A new CSFI report by Professor Les Mayhew.
Better health and economic activity key to easing UK pension crisis
Raising the UK state pension age is not enough to address the challenges caused by an ageing population. The UK Government should instead support an ‘active ageing’ environment, which would improve health and economic activity among those aged over 50.
Participation in the workforce starts to tail off when people reach 50, with ill health, or disability, as the biggest single cause. This exacerbates the already escalating problem of a fall in the standard dependency ratio, which compares the number of workers below state pension age (currently 65) to those aged 65-plus.

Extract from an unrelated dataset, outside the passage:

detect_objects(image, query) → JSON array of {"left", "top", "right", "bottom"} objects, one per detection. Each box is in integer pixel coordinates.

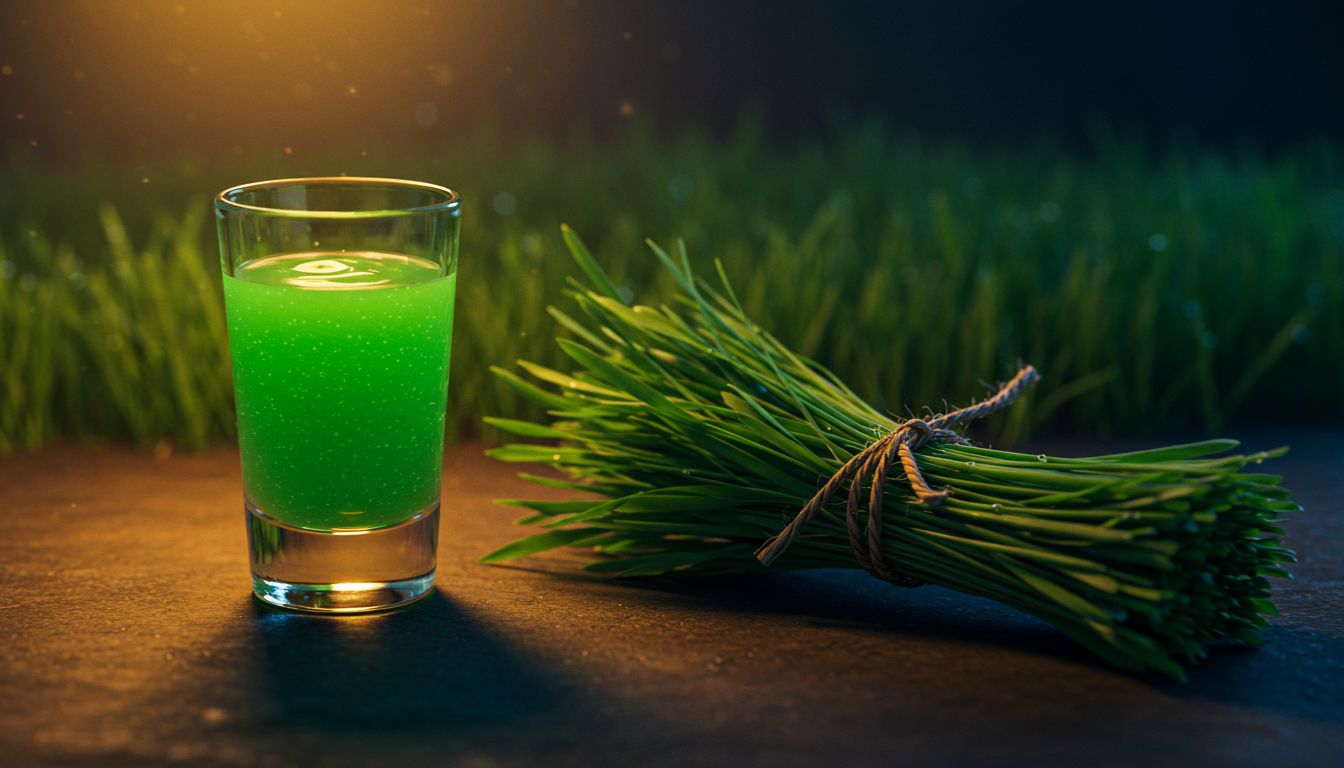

Our research shows huge inequalities in the capacity to work by local area. For example, in a third of UK districts healthy life expectancy falls short of 70, exposing the limits to a policy of raising the state pension age (SPA) as a tool to tackle the economic and social issues of an ageing society.
A focus on improving economic activity in the lengthening run-up to retirement would raise lifetime earnings and saving levels, as well as providing the tax revenues needed to fund state benefits. For this to happen the report shows that there must be improvements in health and work capability.
Tackling gender inequality
The report recommends introducing particular pension and savings measures for women. As men earn – on average - 80 per cent more than women over a lifetime, this has a knock-on effect on their respective pension prospects.
Our report recommends that working partners should be able to contribute to the pension funds of non-working partners, with the recipient also benefiting from tax relief on these contributions.
We also suggest that new financial products, akin to care annuities, could be developed to assist those in the ‘sandwich years’ – a growing phenomenon that affects women disproportionately as caring responsibilities for children and elderly relatives overlap.
Prioritising individual responsibility for saving
The report emphasises that lifetime earnings are the key to long-term saving. This is all the more important in a defined contribution (DC) world, where the individual – with help from employer contributions and tax rebates – is responsible for accumulating sufficient funds to supplement the UK state pension.
To encourage saving, the report models a bespoke calculator that can combine the outcomes from a series of contributions, which would help individuals make use of information in the pensions dashboard due to be launched in 2019.
Active ageing more important than increases in state pension age
In 1970 the UK had more than four people of working age for every one aged 65-plus. That standard ‘dependency ratio’ is now about 3.2 and on its way to little more than two by 2040, driven by a 50% increase for people aged 65-plus to 18 million.
Planned increases in the SPA to 66 this year, 67 by 2028 and 68 by 2037-39 – will mitigate this, but falling participation rates from the age of 50 undermine the impact and miss the opportunity to promote a more sustainable approach.